A roundabout but illuminating attempt to define a slippery economic construct.
“Although the market system is roughly familiar to all of us,” writes Lindblom (Economics/Yale Univ.), “not even economists wholly understand it.” That is understandable, given all the things that the market system is, at least in the author’s account: an “extraordinary social process,” a motivator and coordinator of human activity, a peacekeeper and cause of conflict, an ally and enemy of freedom, a destroyer and producer of inequalities. Lindblom observes that all existing societies make use of markets, but not all have developed mechanisms whereby the conjunction of buyer and seller takes precedence over any program of state planning; the market system, in his definition, involves the “societywide coordination of human activities not by central command but by mutual interactions in the form of transactions.” His insistence on the supremacy of individuals is not mere libertarian cant; he recognizes that certain market-state hybrids have proved effective, that the state can perform certain needed tasks that the market cannot, and that individuals and corporations are capable of extremely bad faith.

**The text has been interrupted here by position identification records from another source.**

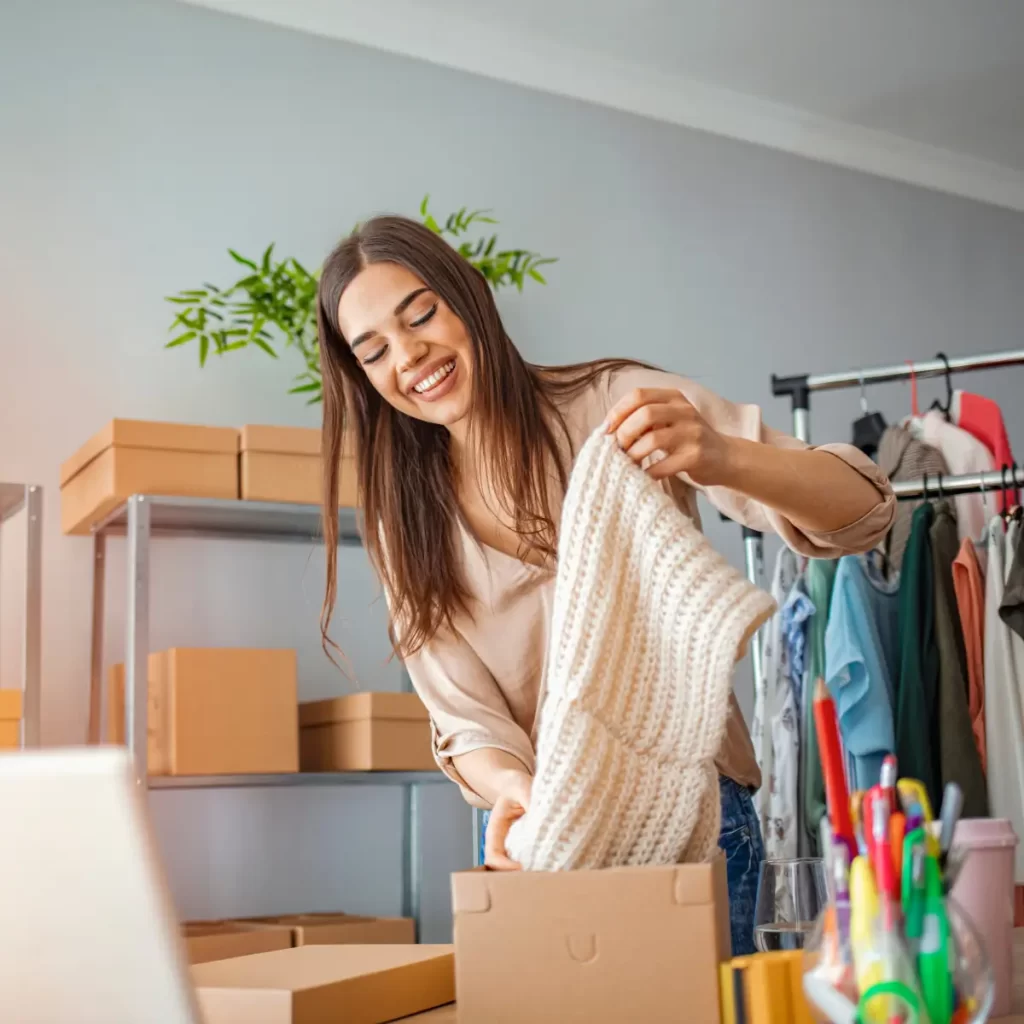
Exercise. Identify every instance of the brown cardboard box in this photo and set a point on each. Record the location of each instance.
(340, 929)
(283, 464)
(10, 719)
(623, 944)
(442, 1015)
(138, 457)
(315, 984)
(217, 711)
(366, 732)
(212, 940)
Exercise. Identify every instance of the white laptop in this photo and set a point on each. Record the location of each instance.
(88, 934)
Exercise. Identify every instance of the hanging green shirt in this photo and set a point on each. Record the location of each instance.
(915, 698)
(818, 579)
(958, 758)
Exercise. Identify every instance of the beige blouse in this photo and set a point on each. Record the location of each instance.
(481, 681)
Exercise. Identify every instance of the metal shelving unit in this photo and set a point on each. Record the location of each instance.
(15, 498)
(139, 519)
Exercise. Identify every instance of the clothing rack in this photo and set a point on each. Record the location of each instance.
(799, 387)
(938, 485)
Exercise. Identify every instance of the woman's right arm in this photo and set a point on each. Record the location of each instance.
(477, 743)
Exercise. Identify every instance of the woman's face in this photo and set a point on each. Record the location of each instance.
(410, 344)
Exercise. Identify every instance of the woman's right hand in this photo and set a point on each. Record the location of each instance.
(512, 803)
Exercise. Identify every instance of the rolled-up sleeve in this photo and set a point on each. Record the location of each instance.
(744, 421)
(467, 709)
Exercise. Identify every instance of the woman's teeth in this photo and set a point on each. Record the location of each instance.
(434, 379)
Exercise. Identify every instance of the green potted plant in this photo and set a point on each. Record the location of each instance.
(273, 304)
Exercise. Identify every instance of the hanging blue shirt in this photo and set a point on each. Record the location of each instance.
(862, 664)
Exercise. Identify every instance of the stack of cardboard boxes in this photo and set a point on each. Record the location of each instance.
(141, 457)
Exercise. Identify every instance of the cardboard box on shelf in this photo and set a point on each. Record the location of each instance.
(366, 732)
(10, 719)
(283, 464)
(311, 984)
(213, 940)
(217, 711)
(627, 943)
(140, 457)
(339, 929)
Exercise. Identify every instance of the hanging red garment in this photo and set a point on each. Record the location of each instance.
(983, 418)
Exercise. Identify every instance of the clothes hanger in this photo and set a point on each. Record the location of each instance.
(945, 410)
(868, 429)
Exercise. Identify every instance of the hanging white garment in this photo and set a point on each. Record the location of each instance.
(963, 454)
(775, 727)
(1004, 676)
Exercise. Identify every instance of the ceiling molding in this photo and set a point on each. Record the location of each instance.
(412, 29)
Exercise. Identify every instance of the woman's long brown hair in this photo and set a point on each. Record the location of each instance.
(404, 475)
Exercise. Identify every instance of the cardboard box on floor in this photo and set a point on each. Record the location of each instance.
(314, 984)
(213, 940)
(216, 711)
(623, 944)
(366, 732)
(10, 719)
(338, 929)
(283, 464)
(140, 457)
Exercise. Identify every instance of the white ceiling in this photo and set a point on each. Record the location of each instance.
(927, 91)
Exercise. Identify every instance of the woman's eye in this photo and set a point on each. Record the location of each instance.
(426, 316)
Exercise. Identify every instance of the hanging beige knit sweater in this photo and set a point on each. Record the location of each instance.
(648, 622)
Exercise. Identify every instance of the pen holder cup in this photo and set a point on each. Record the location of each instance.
(832, 990)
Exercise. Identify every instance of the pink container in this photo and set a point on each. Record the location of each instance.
(985, 891)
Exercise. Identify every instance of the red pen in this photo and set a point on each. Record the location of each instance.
(881, 849)
(830, 750)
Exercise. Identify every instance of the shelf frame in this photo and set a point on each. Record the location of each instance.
(139, 519)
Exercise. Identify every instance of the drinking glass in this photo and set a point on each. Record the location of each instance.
(791, 895)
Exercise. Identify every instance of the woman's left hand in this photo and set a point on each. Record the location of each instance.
(649, 420)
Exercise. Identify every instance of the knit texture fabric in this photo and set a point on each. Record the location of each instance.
(648, 622)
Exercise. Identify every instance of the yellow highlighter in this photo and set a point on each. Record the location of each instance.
(867, 961)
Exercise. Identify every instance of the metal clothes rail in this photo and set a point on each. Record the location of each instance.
(938, 485)
(26, 498)
(141, 517)
(799, 387)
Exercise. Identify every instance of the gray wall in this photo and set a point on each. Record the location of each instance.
(139, 139)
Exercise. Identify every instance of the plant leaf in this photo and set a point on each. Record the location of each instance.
(241, 259)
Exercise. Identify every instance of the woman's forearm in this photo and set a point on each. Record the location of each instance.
(814, 489)
(491, 772)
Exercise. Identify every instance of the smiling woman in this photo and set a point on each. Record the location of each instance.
(464, 453)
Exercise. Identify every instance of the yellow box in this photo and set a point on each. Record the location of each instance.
(283, 464)
(140, 457)
(217, 711)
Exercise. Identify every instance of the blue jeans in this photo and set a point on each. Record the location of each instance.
(739, 839)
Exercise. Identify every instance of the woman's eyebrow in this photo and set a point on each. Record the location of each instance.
(398, 310)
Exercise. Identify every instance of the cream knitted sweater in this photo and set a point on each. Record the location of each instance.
(648, 622)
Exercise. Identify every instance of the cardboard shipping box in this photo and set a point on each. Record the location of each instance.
(314, 984)
(10, 719)
(213, 940)
(283, 464)
(366, 732)
(623, 944)
(217, 711)
(339, 929)
(140, 457)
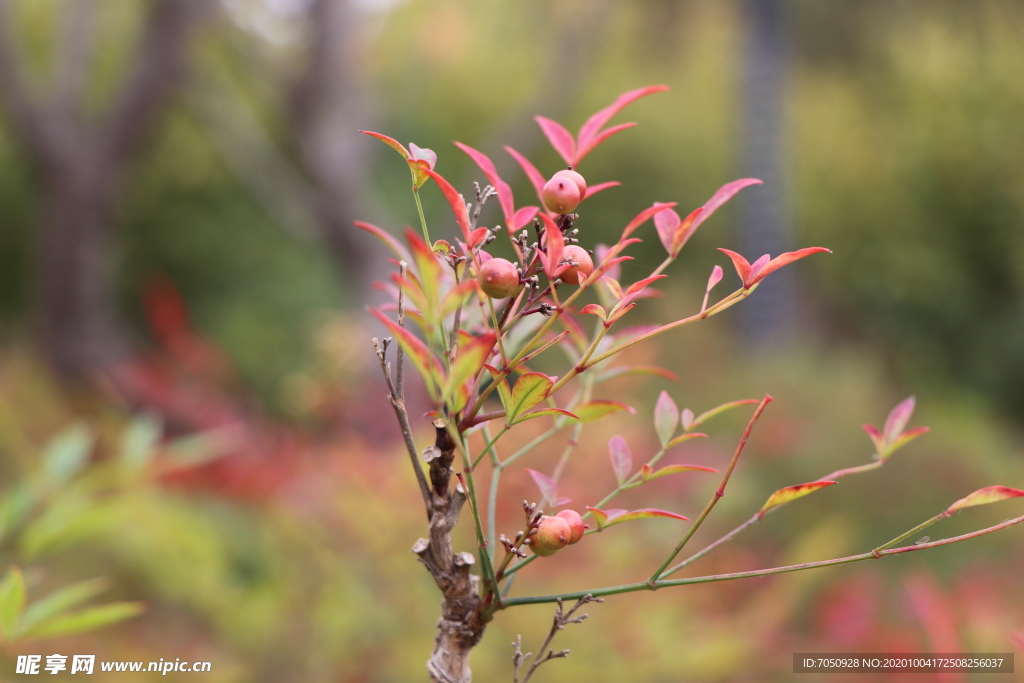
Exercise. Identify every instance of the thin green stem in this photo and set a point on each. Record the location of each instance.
(668, 583)
(423, 219)
(916, 529)
(718, 494)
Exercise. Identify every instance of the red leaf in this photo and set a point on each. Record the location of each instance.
(643, 216)
(601, 137)
(897, 419)
(666, 223)
(502, 187)
(640, 285)
(741, 264)
(560, 138)
(622, 457)
(548, 486)
(724, 194)
(535, 176)
(594, 124)
(785, 259)
(455, 201)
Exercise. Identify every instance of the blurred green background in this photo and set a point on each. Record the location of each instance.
(177, 184)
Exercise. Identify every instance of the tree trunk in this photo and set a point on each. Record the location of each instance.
(76, 321)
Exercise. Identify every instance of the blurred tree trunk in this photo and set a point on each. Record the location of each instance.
(81, 167)
(763, 219)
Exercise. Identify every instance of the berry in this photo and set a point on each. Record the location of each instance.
(552, 535)
(499, 279)
(578, 255)
(574, 177)
(560, 195)
(576, 524)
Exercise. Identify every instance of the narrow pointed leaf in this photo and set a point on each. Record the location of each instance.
(560, 138)
(502, 187)
(595, 410)
(741, 264)
(905, 438)
(590, 130)
(548, 486)
(529, 390)
(984, 497)
(535, 176)
(455, 201)
(666, 223)
(685, 231)
(86, 620)
(790, 494)
(682, 438)
(897, 419)
(785, 259)
(644, 216)
(601, 186)
(546, 411)
(677, 469)
(641, 284)
(594, 309)
(666, 418)
(724, 194)
(606, 518)
(622, 458)
(708, 415)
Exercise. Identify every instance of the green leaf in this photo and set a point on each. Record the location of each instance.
(529, 390)
(138, 444)
(61, 600)
(666, 418)
(984, 497)
(543, 412)
(790, 494)
(606, 518)
(11, 601)
(595, 410)
(682, 438)
(648, 472)
(68, 453)
(704, 417)
(89, 619)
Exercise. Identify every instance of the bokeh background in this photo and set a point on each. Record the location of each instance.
(188, 404)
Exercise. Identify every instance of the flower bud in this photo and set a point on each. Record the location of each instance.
(579, 255)
(560, 195)
(577, 527)
(552, 535)
(499, 279)
(574, 177)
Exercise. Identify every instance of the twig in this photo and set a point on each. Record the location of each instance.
(562, 619)
(398, 403)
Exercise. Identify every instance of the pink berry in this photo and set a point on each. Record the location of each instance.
(574, 177)
(579, 255)
(576, 524)
(499, 279)
(552, 535)
(560, 195)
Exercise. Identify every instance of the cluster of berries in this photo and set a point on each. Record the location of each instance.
(500, 279)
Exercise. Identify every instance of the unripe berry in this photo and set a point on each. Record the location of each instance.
(552, 535)
(574, 521)
(560, 195)
(574, 177)
(499, 279)
(578, 255)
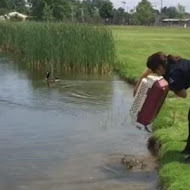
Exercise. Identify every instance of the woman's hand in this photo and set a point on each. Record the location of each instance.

But, he adds, at its best the market system is a pattern of cooperative behavior where people somehow overcome naked self-interest to act in ways that yield mutual benefit, and where individuals, by voting with their wallets, have a direct influence on how that behavior is conducted. The leading enemies of that cooperative system are not the statist ideologies of old, Lindblom suggests, but instead “reckless banking and incompetent governmental regulation of financial markets,” which can instantly undo the efforts of millions. But even where relatively unhindered and apparently smoothly functioning market systems prevail, and even where consumer goods are more and more available in an ever more marketized world, he notes that people are declaring themselves to be increasingly less happy—yet another of many puzzles that the market poses.
More readable than most studies of its kind, Lindblom’s overview raises as many questions as it answers—and offers much food for thought.